Eso fue sólo al principio,
cuando todavía la perspectiva no existía,
cuando todo el encuadre parecía plano,
como siempre,
e inocente y sometido al juego de los dados.
¡Pero no, esta vez no era así!
La meditación del Castor había fructificado en una gran cosecha.
No hay mejor abono de la tierra que el Mal,
porque la sangre es el fluido que arrastra todo lo culpable.
Y la culpabilidad es el mejor nutriente de la tierra
que cultivan los hombres.
Con sangre el futuro crece como una fronda.
Con sangre la tierra se desentumece en un feliz baile
que manifiesta su ofrenda a lo que viene de la oscuridad.
Con sangre todo adopta ese tono sanguinario
que tanto enaltece la sangre de los hombres.
La tristeza, sin embargo, era huérfana.
No había sido engendrada por la previsión del Castor.
Tan sólo, abierta la mano, había dejado escapar las leyes,
y el río siguió bajando por su cauce, sin reparos.
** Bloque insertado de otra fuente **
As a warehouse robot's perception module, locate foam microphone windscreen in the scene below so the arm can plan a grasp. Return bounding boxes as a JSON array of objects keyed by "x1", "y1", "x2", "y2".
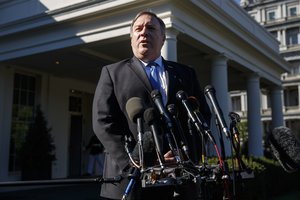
[
  {"x1": 126, "y1": 97, "x2": 144, "y2": 123},
  {"x1": 268, "y1": 126, "x2": 300, "y2": 173}
]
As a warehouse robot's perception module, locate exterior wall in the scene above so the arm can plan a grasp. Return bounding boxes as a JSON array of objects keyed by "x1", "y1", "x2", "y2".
[{"x1": 0, "y1": 0, "x2": 288, "y2": 181}]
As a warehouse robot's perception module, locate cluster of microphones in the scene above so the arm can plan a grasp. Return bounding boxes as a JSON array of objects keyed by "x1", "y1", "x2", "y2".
[
  {"x1": 126, "y1": 86, "x2": 228, "y2": 168},
  {"x1": 120, "y1": 85, "x2": 300, "y2": 199}
]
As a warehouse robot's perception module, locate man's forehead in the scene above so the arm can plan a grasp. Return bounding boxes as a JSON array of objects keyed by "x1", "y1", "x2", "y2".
[{"x1": 133, "y1": 14, "x2": 158, "y2": 26}]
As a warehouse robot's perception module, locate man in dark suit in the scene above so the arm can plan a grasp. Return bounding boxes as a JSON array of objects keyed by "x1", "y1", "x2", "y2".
[{"x1": 93, "y1": 11, "x2": 210, "y2": 200}]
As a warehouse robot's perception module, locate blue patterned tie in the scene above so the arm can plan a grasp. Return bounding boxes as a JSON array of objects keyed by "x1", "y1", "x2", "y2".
[
  {"x1": 146, "y1": 62, "x2": 161, "y2": 91},
  {"x1": 146, "y1": 62, "x2": 166, "y2": 103}
]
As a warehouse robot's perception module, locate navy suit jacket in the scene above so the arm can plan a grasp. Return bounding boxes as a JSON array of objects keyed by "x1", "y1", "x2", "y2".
[{"x1": 93, "y1": 57, "x2": 210, "y2": 199}]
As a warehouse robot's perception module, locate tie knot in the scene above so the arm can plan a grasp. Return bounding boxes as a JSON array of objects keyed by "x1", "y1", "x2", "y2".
[{"x1": 146, "y1": 61, "x2": 158, "y2": 68}]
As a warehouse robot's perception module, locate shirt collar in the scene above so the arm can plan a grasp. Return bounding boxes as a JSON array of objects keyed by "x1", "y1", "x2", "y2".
[{"x1": 140, "y1": 56, "x2": 163, "y2": 67}]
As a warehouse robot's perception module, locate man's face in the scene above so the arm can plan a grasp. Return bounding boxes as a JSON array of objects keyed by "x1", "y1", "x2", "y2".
[{"x1": 131, "y1": 14, "x2": 165, "y2": 62}]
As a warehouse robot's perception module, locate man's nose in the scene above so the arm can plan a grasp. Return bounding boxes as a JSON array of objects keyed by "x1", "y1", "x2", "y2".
[{"x1": 141, "y1": 27, "x2": 149, "y2": 36}]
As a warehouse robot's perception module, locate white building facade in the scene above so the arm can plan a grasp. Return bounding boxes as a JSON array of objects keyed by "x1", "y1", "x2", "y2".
[
  {"x1": 241, "y1": 0, "x2": 300, "y2": 138},
  {"x1": 0, "y1": 0, "x2": 290, "y2": 181}
]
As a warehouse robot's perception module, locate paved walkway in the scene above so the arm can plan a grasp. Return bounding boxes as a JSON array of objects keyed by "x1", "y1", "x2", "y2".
[{"x1": 0, "y1": 179, "x2": 101, "y2": 200}]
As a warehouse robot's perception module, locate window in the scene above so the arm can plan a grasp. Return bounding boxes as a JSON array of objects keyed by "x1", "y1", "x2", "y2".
[
  {"x1": 284, "y1": 86, "x2": 299, "y2": 106},
  {"x1": 9, "y1": 73, "x2": 36, "y2": 172},
  {"x1": 291, "y1": 66, "x2": 300, "y2": 75},
  {"x1": 69, "y1": 96, "x2": 82, "y2": 113},
  {"x1": 288, "y1": 6, "x2": 297, "y2": 17},
  {"x1": 286, "y1": 27, "x2": 299, "y2": 45},
  {"x1": 267, "y1": 11, "x2": 276, "y2": 21},
  {"x1": 270, "y1": 31, "x2": 278, "y2": 39},
  {"x1": 231, "y1": 96, "x2": 242, "y2": 111}
]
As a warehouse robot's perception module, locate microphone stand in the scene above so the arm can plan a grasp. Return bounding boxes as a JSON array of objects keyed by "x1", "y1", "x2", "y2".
[
  {"x1": 215, "y1": 117, "x2": 235, "y2": 200},
  {"x1": 122, "y1": 167, "x2": 141, "y2": 200}
]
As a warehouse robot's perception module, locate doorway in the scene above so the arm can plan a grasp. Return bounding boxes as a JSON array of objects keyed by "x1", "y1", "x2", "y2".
[{"x1": 69, "y1": 115, "x2": 82, "y2": 178}]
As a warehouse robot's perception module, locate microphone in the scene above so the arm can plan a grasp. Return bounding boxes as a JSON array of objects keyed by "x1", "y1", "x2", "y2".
[
  {"x1": 167, "y1": 104, "x2": 190, "y2": 160},
  {"x1": 144, "y1": 108, "x2": 164, "y2": 168},
  {"x1": 267, "y1": 126, "x2": 300, "y2": 173},
  {"x1": 204, "y1": 85, "x2": 229, "y2": 138},
  {"x1": 176, "y1": 90, "x2": 210, "y2": 136},
  {"x1": 151, "y1": 90, "x2": 172, "y2": 128},
  {"x1": 125, "y1": 97, "x2": 144, "y2": 126},
  {"x1": 125, "y1": 97, "x2": 145, "y2": 168},
  {"x1": 151, "y1": 90, "x2": 181, "y2": 163}
]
“¡No hay futuro!” gritaban las bandas de punk rock,
pero lo hacían desde una secreta desesperación
que ni ellas mismas reconocían.
Hijos de los hijos de los campos de concentración,
lo único que les pertenecía era el pasado.
Aun así, la memoria no alcanzaba ni a las trincheras
de la Primera Gran Guerra,
y sus almas se debatían entre los colmillos de las hienas.